Honigbienen wieder in ihr ursprüngliches Ökosystem einzugliedern bzw. zuzulassen, dass Honigbienen frei in der Natur leben dürfen, löst naturgemäß Sorgen und Ängste aus, vor allem die Frage, ob wild lebende Honigbienenvölker „Seuchenschleudern“ höchsten Ranges darstellen und über das Phänomen der Reinvasion behandelte Völker von Imkerinnen und Imker im Umfeld im Spätherbst noch verseuchen und in der Folge töten könnten. Die Ergebnisse der Forscherinnen und Forscher lassen andererseits vermuten, dass das Problem „Seuchenschleuder“ wohl eher gar keines ist. In keinem der Forschungsberichte zu verwildert lebenden und varroaresistenten und -toleranten Bienenvölkern wird die Sorge „Seuchenschleuder“ thematisiert oder gar die Forderung erhoben, diese Völker deshalb zu vernichten. Im Gegenteil.

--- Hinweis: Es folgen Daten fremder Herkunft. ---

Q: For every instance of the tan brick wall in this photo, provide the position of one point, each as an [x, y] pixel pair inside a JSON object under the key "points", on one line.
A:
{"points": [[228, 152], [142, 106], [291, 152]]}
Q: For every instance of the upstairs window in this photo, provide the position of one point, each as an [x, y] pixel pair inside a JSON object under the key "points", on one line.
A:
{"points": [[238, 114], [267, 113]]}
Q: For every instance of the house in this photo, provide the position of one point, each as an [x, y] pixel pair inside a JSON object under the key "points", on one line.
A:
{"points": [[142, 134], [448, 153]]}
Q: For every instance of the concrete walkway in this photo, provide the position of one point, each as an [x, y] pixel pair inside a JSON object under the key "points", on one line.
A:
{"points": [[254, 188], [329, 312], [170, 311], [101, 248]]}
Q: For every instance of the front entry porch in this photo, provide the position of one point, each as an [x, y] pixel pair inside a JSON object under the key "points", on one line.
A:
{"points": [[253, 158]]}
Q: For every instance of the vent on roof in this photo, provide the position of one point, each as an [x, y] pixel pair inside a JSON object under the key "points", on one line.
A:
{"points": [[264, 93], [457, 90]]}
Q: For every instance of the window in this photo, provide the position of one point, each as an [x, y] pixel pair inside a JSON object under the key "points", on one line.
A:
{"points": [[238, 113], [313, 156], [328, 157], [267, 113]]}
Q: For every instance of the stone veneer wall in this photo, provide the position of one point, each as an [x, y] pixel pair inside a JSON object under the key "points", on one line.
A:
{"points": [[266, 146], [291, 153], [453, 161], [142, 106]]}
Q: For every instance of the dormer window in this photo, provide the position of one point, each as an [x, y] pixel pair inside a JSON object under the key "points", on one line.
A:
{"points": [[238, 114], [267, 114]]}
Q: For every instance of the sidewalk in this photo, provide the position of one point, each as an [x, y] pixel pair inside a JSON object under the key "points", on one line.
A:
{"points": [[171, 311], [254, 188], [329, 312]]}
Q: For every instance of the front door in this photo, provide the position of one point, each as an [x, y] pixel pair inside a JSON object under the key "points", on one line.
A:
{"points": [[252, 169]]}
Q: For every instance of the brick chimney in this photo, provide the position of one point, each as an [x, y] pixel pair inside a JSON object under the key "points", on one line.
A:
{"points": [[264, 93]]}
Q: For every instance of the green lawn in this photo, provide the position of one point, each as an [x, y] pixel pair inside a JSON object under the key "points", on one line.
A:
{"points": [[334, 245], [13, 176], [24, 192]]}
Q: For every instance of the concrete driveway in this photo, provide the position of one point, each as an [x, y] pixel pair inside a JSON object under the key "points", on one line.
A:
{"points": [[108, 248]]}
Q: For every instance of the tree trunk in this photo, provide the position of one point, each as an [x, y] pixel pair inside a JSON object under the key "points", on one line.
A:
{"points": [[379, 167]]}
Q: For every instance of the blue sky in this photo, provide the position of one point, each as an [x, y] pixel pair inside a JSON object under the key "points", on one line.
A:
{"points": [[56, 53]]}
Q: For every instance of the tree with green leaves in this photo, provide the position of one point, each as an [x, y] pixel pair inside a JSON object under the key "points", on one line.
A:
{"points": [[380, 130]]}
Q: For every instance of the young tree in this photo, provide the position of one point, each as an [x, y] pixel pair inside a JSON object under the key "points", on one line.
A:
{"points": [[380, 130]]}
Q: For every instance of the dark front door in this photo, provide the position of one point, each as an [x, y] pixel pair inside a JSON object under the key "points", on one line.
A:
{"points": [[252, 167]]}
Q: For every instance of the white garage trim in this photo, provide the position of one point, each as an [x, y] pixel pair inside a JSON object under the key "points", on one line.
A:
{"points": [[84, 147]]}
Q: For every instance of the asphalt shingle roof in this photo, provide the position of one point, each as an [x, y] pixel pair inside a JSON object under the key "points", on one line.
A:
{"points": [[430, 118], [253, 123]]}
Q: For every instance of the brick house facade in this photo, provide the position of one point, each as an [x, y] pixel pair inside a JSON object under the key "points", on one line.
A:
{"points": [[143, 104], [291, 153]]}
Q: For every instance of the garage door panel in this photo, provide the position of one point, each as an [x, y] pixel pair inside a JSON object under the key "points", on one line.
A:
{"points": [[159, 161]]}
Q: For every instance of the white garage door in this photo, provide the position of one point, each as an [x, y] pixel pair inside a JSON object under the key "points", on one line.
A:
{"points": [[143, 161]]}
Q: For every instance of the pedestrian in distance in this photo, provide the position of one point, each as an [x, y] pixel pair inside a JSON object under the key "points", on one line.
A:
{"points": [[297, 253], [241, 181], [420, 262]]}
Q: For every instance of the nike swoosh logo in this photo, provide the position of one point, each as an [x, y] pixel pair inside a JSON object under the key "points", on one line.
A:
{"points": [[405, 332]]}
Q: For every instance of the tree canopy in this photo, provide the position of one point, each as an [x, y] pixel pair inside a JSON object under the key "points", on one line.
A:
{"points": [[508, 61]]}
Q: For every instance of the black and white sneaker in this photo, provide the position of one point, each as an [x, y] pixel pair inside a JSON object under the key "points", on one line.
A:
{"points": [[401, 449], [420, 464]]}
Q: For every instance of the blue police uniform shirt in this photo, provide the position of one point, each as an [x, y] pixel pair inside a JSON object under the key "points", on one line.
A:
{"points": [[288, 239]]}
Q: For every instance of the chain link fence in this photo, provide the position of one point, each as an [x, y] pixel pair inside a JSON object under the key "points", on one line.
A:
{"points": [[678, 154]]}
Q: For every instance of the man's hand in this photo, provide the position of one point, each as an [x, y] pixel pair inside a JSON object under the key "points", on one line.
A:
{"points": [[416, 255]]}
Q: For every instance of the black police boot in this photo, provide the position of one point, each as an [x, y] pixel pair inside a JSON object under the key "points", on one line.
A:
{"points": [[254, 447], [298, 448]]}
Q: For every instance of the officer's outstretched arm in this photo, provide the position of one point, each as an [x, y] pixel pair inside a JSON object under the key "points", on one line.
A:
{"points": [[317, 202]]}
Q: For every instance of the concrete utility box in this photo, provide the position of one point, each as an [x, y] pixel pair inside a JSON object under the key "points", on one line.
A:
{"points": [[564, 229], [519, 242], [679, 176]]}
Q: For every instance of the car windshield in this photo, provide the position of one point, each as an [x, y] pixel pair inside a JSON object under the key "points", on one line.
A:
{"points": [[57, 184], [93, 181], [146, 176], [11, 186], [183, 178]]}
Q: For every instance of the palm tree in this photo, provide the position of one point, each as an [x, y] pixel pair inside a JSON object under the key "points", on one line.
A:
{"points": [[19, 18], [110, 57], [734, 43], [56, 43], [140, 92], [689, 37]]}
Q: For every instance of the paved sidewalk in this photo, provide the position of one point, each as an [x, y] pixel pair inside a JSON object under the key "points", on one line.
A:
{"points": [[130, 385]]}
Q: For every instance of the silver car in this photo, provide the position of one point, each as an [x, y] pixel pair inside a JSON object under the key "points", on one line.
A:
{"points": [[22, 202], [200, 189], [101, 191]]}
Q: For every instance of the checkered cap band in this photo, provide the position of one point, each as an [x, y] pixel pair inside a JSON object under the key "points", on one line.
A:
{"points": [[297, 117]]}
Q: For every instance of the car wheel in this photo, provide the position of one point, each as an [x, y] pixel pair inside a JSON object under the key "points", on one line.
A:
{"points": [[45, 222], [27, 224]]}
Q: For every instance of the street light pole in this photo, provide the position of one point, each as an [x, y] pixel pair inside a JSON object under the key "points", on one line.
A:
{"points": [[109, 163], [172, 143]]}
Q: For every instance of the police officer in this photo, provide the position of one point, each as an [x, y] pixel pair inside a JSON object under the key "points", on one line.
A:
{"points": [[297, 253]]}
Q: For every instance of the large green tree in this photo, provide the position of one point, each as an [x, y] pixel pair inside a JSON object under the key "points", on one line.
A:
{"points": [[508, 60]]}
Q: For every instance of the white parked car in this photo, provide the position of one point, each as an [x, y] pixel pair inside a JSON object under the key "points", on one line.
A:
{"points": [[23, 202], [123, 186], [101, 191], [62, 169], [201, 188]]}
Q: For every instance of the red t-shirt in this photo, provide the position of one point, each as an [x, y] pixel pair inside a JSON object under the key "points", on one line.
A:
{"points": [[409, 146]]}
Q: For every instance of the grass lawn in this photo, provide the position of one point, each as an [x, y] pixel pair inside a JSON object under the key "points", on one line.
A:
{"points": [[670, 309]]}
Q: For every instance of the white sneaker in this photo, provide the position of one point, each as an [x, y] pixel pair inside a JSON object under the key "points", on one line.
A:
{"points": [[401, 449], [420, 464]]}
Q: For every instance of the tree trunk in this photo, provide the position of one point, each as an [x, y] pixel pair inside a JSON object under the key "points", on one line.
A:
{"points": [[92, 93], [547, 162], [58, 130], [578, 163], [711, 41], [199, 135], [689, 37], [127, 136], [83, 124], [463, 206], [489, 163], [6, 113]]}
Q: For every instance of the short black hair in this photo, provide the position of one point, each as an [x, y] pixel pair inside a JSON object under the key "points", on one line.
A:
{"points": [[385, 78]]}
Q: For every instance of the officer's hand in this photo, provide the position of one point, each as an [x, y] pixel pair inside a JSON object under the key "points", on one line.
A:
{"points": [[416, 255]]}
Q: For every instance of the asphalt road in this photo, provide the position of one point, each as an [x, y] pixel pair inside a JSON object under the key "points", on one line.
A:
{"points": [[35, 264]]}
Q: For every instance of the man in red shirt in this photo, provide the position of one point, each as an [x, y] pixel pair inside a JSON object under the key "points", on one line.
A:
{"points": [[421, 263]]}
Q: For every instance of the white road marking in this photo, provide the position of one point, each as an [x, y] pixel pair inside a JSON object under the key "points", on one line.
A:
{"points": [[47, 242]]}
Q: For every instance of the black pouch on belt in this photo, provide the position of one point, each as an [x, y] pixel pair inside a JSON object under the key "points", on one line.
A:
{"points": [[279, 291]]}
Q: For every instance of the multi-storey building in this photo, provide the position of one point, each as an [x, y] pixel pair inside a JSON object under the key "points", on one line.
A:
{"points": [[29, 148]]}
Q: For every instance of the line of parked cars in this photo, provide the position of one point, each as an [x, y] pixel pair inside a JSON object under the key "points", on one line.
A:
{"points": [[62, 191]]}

Sogar Prof. Ruttner, der als einer der ersten die Wirkung der Ameisensäure gegen die Varroamilbe erforschte, sich also des Problems der Seuchen deutlich bewusst war, schrieb 1992: „Denn zum einen fehlen in den Forsten hohle Bäume, die man durch Nistkästen ersetzen muss (…)“ und weiter: „Auch die europäischen Hausbienen des ausgehenden 20. Jahrhunderts können ohne Schwierigkeit – wild- in hohlen Bäumen überleben, sofern ihnen nicht durch Veränderung der Vegetation die Nahrungsgrundlagen entzogen wurde“. [1]
Die Forschung zeigt, dass Völker, die der natürlichen Selektion unterworfen sind, entweder sehr schnell sterben oder sehr schnell Strategien für ihr langfristiges Überleben entwickeln. Am Beispiel der Amerikanischen Faulbrut (AFB) möchte ich kurz auf den Vergleich AFB in Imkervölkern und in verwilderten Völkern eingehen.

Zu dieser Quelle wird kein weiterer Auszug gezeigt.